Nem sempre é fácil falar com um outro. Há sempre um incerto,
um entremeio onde o sentido oscila, pois quem fala nunca o faz a partir de uma
circunstância neutra. Cada palavra carrega consigo o traço distintivo de uma
pertença, de uma história, de um modo de ver o mundo. O sujeito, ao falar,
oscila entre o que partilha com todos - a língua, enquanto universalidade que o
atravessa - e o que lhe é inteiramente próprio, isto é, a sua irredutível
singularidade. Entre esses dois polos ergue-se ainda uma zona intermédia: o
particular, onde os sujeitos se reconhecem entre si numa mesma posição social,
cultural ou ideológica.
É aí que o conceito de “sujeito ideológico” ganha corpo.
Nenhum de nós se situa fora dos meandros do sentido que o precedem. Dizemos
“eu”, mas o que em nós fala é também o que o mundo nos transmitiu. A ideologia
não é um ornamento da consciência, mas a forma pela qual ela se institui.
Compreender um discurso é, por isso, compreender essa
interseção: a língua como estrutura que possibilita o dizer; o contexto social
e histórico que o torna inteligível; e o sujeito que, entre ambos, tenta
inscrever o seu gesto singular através da palavra. O discurso é sempre um lugar
de tensão - entre a regularidade e o desvio, entre o instituído e o que tenta
despontar como novo.
Talvez seja essa a razão pela qual falar com um outro nunca
é apenas comunicar, mas entrar num campo de forças onde o que somos, o que
pensamos e o que nos excede se confrontam no mesmo movimento das palavras.

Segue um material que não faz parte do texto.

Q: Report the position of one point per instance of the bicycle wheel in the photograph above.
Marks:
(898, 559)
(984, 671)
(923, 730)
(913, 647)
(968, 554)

No fundo, falar é sempre mais do que trocar palavras: é deixar que em nós ressoem vozes, memórias e sentidos que nos antecedem. A palavra nunca nos pertence inteiramente; somos nela atravessados pelo que o mundo nos ensinou a dizer - e também pelo que ainda não sabemos dizer. É por isso que, mesmo quando julgamos estar a falar sozinhos, lembrava que, afinal, ninguém fala sozinho.